Cem Kösemeci, sularda kirliliği önlemede yapılan yasal düzenlemenin yetersiz kaldığına vurgu yaparak; “Dünyada su tüketiminin % 70’i sulama amaçlı olarak tarımda gerçekleşmektedir. Yine yeraltı sularının kirlenmesinde kuralına uygun olarak uzaklaştırılmayan hayvansal atıkların, organik maddelerin, pestisitlerin, nitrat ve fosfatlı gübrelerin önemli payı vardır. Tarımda pestisit kullanımı ve sulama teknikleri mutlaka izlenmeli, yönlendirilmeli ve gereği gibi denetlenmelidir.

“SU KAYNAKLARINI KORUYACAK YATIRIMLAR KAMU ELİYLE BİR AN EVVEL YAPILMALI”

Atıkların doğaya salınmaması veya sularda kirliliği önleme konusunda yapılan yasal düzenlemeler tek başına yeterli olmamaktadır. Tarım ve gıda sektörüne kamucu bakışla yaklaşmak; atık ve gübreleri değerlendirerek su kaynaklarını koruyacak yatırımları kamu eliyle ve bir an evvel yapmak önemli ve vazgeçilmez bir adımdır.

Halkımızın içme kullanma suyunu sağlayan şebeke suyu, ülkemizde her zaman ücretli olmuştur ve toplum buna öylesine alıştırılmıştır ki aksi düşünülmemiştir.

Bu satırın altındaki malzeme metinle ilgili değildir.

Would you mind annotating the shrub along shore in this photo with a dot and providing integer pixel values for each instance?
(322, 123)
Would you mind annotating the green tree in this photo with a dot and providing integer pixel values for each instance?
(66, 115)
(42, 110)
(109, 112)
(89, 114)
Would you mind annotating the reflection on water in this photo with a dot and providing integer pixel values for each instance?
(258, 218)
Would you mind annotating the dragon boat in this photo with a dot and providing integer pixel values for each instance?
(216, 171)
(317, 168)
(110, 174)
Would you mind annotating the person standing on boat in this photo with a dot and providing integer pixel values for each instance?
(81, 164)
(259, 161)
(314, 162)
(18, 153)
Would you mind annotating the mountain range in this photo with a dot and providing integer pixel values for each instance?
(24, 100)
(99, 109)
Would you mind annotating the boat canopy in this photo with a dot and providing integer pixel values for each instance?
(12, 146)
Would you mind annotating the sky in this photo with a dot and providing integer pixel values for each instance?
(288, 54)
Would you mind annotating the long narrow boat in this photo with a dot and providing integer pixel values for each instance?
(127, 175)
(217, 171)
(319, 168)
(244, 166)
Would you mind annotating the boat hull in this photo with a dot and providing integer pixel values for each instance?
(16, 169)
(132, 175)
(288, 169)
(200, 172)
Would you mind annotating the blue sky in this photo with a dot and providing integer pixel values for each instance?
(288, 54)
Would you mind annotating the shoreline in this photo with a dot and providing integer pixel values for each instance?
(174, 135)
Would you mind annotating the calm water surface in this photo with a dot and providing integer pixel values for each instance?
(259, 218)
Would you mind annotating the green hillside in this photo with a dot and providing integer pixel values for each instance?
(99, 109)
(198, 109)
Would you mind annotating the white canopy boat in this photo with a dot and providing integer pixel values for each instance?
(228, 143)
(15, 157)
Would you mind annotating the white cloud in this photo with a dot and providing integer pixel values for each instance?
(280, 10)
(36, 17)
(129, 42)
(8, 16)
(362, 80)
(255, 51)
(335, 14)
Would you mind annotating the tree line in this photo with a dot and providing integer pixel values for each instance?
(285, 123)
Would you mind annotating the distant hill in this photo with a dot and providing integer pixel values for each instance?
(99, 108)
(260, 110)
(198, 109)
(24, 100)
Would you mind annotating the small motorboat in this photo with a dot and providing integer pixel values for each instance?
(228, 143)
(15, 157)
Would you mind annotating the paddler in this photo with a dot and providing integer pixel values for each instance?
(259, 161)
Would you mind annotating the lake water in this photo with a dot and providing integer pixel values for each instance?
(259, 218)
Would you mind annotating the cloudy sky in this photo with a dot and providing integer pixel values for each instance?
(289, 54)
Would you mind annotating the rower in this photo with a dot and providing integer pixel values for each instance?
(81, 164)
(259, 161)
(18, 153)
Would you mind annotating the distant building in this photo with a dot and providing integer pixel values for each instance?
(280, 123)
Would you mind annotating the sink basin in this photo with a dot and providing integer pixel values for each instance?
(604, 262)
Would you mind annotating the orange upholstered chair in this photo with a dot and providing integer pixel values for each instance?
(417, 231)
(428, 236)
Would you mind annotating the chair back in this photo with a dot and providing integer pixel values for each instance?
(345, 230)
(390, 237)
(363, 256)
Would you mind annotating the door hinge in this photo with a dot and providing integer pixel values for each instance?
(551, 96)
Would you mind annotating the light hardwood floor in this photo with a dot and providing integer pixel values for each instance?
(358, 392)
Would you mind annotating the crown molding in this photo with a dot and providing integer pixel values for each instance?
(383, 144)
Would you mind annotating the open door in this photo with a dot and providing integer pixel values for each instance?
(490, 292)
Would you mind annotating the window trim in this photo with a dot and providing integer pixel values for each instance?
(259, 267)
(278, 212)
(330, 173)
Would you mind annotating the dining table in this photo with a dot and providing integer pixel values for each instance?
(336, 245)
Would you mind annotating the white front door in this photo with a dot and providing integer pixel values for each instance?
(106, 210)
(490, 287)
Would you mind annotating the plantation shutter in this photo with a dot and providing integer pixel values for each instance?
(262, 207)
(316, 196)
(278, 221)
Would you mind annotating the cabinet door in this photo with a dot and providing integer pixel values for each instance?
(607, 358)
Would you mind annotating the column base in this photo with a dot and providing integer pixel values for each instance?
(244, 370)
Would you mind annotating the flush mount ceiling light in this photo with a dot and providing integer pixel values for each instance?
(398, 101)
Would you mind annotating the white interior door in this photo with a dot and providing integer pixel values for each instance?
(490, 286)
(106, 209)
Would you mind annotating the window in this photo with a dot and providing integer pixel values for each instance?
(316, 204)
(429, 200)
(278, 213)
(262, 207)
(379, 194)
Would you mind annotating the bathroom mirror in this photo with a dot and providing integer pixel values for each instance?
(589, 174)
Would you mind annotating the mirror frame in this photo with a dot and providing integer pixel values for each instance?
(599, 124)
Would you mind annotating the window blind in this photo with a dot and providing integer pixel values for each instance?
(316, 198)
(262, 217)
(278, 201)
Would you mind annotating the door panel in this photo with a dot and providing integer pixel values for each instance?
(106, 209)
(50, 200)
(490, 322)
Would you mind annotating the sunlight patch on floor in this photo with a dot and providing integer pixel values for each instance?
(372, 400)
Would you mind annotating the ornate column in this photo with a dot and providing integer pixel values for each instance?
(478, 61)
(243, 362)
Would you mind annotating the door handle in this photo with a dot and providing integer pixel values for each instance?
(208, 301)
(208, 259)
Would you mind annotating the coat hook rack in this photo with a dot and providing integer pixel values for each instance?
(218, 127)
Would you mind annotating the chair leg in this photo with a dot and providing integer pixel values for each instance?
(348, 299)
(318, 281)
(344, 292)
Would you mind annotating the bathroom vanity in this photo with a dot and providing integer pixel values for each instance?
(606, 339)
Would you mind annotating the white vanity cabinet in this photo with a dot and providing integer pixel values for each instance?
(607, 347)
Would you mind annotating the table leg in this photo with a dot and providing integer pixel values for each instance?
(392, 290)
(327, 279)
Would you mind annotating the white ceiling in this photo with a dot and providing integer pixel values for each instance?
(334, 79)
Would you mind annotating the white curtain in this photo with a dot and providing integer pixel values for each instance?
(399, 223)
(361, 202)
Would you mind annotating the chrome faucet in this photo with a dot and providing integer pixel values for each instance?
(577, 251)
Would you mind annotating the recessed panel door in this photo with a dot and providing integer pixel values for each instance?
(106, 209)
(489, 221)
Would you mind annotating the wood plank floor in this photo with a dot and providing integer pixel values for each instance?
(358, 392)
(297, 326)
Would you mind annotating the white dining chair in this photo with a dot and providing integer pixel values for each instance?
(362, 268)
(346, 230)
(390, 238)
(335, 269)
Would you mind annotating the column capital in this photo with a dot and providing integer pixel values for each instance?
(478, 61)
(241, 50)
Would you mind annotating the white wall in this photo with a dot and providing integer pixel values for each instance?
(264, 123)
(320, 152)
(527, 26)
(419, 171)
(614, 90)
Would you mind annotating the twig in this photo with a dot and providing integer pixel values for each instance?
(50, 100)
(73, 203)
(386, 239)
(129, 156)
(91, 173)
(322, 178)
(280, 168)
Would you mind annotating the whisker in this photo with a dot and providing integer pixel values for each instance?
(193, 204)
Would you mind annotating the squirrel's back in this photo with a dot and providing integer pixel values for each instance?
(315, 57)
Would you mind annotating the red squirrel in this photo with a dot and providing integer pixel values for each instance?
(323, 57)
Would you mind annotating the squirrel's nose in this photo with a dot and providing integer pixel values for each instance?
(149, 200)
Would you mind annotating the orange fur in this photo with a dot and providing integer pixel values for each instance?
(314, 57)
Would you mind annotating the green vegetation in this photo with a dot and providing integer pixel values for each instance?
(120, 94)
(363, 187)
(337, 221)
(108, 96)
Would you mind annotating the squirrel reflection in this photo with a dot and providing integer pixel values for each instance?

Oysa su haktır. Suyu ticari bir meta haline getirip para ile alınır satılır yapmak insanlık değerlerine aykırıdır. Kamu yöneticileri halkın güvenli suya yeterli miktarda ve ücretsiz olarak ulaşmasını sağlamakla yükümlüdür” şeklinde konuştu.

“SULARI KORUMAK HEPİMİZİN ORTAK SORUMLULUĞUDUR”

Suları koruyup temiz tutarak gelecek nesillere yaşanır bir gelecek bırakmanın herkesin ortak sorumluğunu olduğunu ifade eden Cem Kösemeci; “Çevre, iklim, tarım, gıda, toprak su politikalarında bir an evvel katılımcı bir yaklaşım benimsenmeli ve başta kamu kurumu niteliğinde meslek odaları olmak üzere bilim insanları ve ilgili kesimler sürece dahil edilmelidir. Su yönetimi multidisipliner bir konudur. Gerekli bilgi paylaşımını sağlayacak yaklaşım geliştirilmelidir.  Kısa, orta ve uzun vadeli iklim değişikliği, kuraklık senaryoları yapılarak gereken adımlar şimdiden atılmalıdır. Yarın çok geç olabilir. Su, yaşamın kaynağıdır. Suları korumak ve temiz tutarak gelecek nesillere yaşanır bir dünya bırakmak hepimizin ortak sorumluluğudur” diye konuştu.